Photo taken on July 6, 2019 shows robots working on a production line at a local automobile technology company in Huanghua city of Cangzhou, north China's Hebei Province. Under a regional coordinated development plan, Cangzhou has benefited from the industries it took over from Beijing and Tianjin, two nearby metropolises. It has also done a good job in leveraging scientific and technological achievements. (Xinhua)
BEIJING, July 20 (Xinhua) -- China's IT investment in the manufacturing industry is expected to approach 18.55 billion U.S. dollars by 2023, according to a report published by the International Data Corporation (IDC).
The chemical engineering, consumer goods and automobile sectors, which ranked top three in terms of manufacturing IT expenditure in 2018, will remain on top of the list come 2023, the IDC report said.
Investment in manufacturing IT applications including software and services related to IT applications, is forecast to attract an investment of 6.62 billion U.S. dollars by 2023.
The prioritized fields, including enterprise resource planning (ERP), product lifecycle management (PLM) and customer relationship management (CRM) will become the focuses of manufacturing IT applications spending, accounting for 33.9 percent, 13.8 percent and 12.8 percent, respectively.
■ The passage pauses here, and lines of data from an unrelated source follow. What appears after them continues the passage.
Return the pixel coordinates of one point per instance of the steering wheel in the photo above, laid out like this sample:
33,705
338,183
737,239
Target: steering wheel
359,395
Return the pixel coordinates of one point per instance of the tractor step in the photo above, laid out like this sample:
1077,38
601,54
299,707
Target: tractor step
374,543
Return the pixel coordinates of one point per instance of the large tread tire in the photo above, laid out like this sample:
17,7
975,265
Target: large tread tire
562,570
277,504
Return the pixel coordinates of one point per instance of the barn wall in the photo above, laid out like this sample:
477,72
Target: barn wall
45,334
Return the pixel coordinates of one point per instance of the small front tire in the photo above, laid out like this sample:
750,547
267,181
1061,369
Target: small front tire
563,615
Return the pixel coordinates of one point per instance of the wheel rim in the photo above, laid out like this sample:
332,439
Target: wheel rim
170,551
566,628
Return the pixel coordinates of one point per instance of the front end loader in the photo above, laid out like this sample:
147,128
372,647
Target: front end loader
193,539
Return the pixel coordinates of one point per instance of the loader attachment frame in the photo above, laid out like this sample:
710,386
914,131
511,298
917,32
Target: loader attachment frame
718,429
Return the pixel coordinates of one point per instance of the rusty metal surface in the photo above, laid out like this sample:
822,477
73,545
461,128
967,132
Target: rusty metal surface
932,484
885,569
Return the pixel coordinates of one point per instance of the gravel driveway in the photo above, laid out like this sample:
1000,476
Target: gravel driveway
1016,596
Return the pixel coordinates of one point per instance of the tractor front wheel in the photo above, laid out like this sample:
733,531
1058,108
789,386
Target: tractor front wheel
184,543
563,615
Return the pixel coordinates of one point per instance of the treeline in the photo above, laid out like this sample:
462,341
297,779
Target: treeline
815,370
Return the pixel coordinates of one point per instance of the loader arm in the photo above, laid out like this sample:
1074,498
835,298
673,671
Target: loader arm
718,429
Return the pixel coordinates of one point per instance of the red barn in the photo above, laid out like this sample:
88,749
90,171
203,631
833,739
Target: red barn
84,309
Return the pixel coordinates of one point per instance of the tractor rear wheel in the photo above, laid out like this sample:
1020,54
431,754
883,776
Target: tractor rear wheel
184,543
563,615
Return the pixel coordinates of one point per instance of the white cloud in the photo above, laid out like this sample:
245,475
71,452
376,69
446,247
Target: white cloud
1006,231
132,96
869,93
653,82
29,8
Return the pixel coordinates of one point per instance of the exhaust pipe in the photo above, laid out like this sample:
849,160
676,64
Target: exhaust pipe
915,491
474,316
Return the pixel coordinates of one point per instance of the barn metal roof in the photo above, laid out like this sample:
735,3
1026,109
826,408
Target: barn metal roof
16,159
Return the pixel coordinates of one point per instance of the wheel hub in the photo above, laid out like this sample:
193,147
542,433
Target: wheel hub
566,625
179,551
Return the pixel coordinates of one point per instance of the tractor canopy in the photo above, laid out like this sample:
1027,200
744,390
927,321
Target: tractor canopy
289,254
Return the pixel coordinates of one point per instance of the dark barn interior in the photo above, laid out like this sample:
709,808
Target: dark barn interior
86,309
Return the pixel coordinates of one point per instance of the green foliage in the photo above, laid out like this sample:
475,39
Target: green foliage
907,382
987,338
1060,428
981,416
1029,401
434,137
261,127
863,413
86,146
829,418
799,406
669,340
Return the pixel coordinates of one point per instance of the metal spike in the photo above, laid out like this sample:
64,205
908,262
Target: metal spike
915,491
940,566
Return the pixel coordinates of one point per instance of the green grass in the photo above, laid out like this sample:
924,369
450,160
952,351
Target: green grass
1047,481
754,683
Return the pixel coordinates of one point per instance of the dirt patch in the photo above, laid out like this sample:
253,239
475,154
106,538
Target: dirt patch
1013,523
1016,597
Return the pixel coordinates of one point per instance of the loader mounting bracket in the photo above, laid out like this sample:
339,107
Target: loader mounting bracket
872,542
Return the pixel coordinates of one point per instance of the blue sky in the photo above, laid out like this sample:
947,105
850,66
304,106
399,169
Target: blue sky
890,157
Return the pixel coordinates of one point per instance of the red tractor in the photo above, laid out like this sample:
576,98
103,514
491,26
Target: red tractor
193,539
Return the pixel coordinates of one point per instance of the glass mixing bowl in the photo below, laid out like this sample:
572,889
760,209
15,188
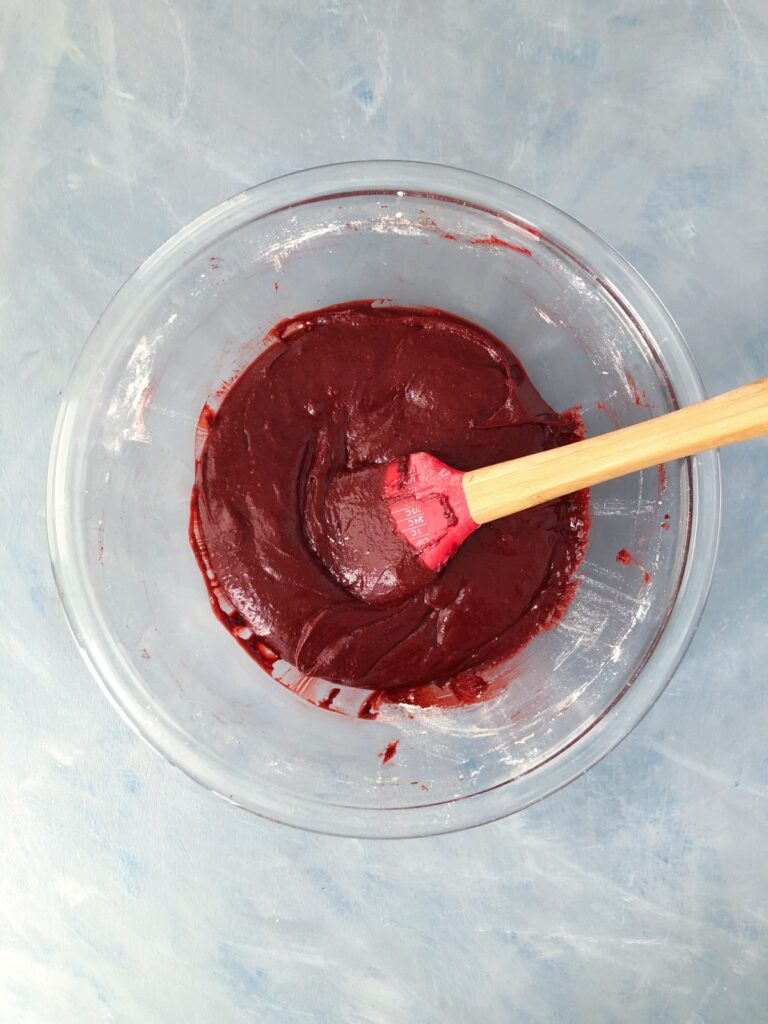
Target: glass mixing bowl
590,332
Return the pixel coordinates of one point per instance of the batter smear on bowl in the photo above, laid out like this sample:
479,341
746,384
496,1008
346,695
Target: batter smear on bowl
358,385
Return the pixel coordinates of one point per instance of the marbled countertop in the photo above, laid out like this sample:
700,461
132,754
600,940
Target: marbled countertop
130,895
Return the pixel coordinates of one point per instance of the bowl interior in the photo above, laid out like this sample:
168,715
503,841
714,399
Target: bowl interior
189,321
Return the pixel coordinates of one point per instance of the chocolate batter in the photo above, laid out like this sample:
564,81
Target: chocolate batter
359,385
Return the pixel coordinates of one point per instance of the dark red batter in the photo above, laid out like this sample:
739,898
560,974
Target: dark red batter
358,385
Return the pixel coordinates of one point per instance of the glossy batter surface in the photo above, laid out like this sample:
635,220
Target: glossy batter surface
359,385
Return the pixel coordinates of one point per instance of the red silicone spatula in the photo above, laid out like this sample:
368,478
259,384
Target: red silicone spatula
392,527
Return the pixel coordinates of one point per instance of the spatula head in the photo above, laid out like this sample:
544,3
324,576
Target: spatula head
390,528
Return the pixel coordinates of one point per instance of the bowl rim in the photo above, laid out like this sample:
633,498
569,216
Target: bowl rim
640,692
A visitor tries out an AR security device based on Nokia's 5G technology at the First China International Import Expo in Shanghai, east China, Nov. 5, 2018. (Xinhua)
In 2019, the priority of China's manufacturing industry is to promote high-quality development. Smart manufacturing, industrial internet and 5G will bring new opportunities to the market of manufacturing IT applications, said Zhang Lanying with IDC China.
The IDC, founded in 1964, is a global provider of market intelligence, advisory services, and events in information technology, telecommunications and consumer technology markets.